= Mel Goldstein =

American meteorologist (1945 – 2012)

Melvin G. Goldstein (October 23, 1945 – January 18, 2012), known on air as Dr. Mel, was an on-air television meteorologist and eventual chief meteorologist weekday mornings for WTNH in New Haven, Connecticut, from 1986 to 2011. He also served as the meteorologist for the radio station WLAD in Danbury, Connecticut from the mid-1970s to 2012 and for WQUN in Hamden, Connecticut.

==Early life and education==
Goldstein was born in Swampscott, Massachusetts, in 1945, where, as Goldstein himself put it, "the conversation was always about the weather." He earned a degree in meteorology from Penn State in 1967, followed by a doctorate from New York University.

==Career==
In 1972, Goldstein took up a teaching job at Western Connecticut State University. He established Connecticut's only meteorology bachelor's degree, and began to run WestConn's weather center, which supplied forecasting information to 20 local radio and television stations. He went on to receive a Bachelor of Science in meteorology from Penn State University, and then M.S. and Ph. D. degrees in meteorology from New York University. He developed a severe storm prediction index that is utilized by numerous electric utilities across the country, and he has been a consultant to a number of large firms including IBM, Union Carbide, General Electric, Detroit Edison, Philadelphia Electric, Northeast Utilities and United Illuminating. Goldstein joined WTNH as a meteorologist in 1986, becoming a local celebrity and eventually WTNH's chief meteorologist. In 1999, he authored the Complete Idiot's Guide to Weather. He held the honorary title of Director Emeritus at WestConn's Weather Center. Goldstein was a member of the American Meteorological Society with the television seal of approval, and a member of the National Weather Association.

== Personal life ==
In 1996, Goldstein was diagnosed with multiple myeloma, which the prognosis his doctors predicted would claim his life within three years. Hoping to beat the diagnosis, Goldstein underwent treatment at Yale-New Haven Hospital, far outliving his initial prognosis.

He returned to work at WTNH, though as the diagnosis started to take a toll on his overall health, WTNH management and Goldstein agreed to a scale down his on-air time to a part-time schedule .

==Retirement==
On August 23, 2011, WTNH announced Goldstein's retirement after 25 years of service. In celebration of his over two decades of service, the station produced a prime-time tribute to Goldstein noting all he did for the station over the years.

In the summer of 2015, weekday meteorologist Gil Simmons was promoted to Chief Meteorologist. His on-air schedule was expanded to include the noon weekday newscasts along with his current weekday morning schedule for News8's Good Morning Connecticut which currently runs from 4:00-7:00 AM. and 9:00-10:00 A.M., filling Goldstein's on-air time slot after his retirement.

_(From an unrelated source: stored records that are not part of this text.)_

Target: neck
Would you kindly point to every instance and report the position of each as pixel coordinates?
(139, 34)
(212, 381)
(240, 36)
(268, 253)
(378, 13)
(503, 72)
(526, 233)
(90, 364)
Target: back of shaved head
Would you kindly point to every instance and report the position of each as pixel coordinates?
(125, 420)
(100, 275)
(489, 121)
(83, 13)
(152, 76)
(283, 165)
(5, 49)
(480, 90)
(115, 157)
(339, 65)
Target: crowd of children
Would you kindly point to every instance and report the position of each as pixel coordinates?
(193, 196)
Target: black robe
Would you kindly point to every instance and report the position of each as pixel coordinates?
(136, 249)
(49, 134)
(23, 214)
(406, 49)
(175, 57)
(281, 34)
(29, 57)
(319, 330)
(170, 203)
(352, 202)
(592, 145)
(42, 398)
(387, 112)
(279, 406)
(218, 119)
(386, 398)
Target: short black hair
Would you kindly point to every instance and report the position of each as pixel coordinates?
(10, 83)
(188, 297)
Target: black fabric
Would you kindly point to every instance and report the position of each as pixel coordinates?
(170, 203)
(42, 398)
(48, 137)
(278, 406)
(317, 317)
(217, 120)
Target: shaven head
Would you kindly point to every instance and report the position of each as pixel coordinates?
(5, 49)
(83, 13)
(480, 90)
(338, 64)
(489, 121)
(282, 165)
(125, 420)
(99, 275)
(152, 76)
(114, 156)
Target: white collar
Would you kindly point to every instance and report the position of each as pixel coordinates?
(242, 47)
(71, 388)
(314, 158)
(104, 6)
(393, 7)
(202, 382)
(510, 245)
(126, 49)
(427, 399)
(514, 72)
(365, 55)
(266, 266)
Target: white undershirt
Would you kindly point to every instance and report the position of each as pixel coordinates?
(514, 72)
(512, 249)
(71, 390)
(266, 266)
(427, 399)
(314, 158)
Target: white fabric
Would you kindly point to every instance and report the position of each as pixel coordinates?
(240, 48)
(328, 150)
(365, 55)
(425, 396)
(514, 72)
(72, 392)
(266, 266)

Later on the noon newscasts would be discontinued from Simmons' schedule after the hiring of a new weekend/fill-in meteorologist, shifting a member of the weather team from weekends to weekdays at noon and 4:00 P.M. Simmons started at WTNH in February 2003.

==Death==
On January 18, 2012, Mel Goldstein died from complications and declining health after a 16 year battle with multiple myeloma at the age of 66. He is survived by his wife Arlene and two daughters Laura and Melodie.

On August 20, 2012 Goldstein's wife Arlene, Mayor Joseph Maturo, Jr. and the town of East Haven hosted a brief ceremony along with other officials, family, and friends to unveil a memorial park bench with a special engraved message in Mel's honor which was placed at the East Haven town beach. The bench was donated by Goldstein's wife Arlene, who died a few years later.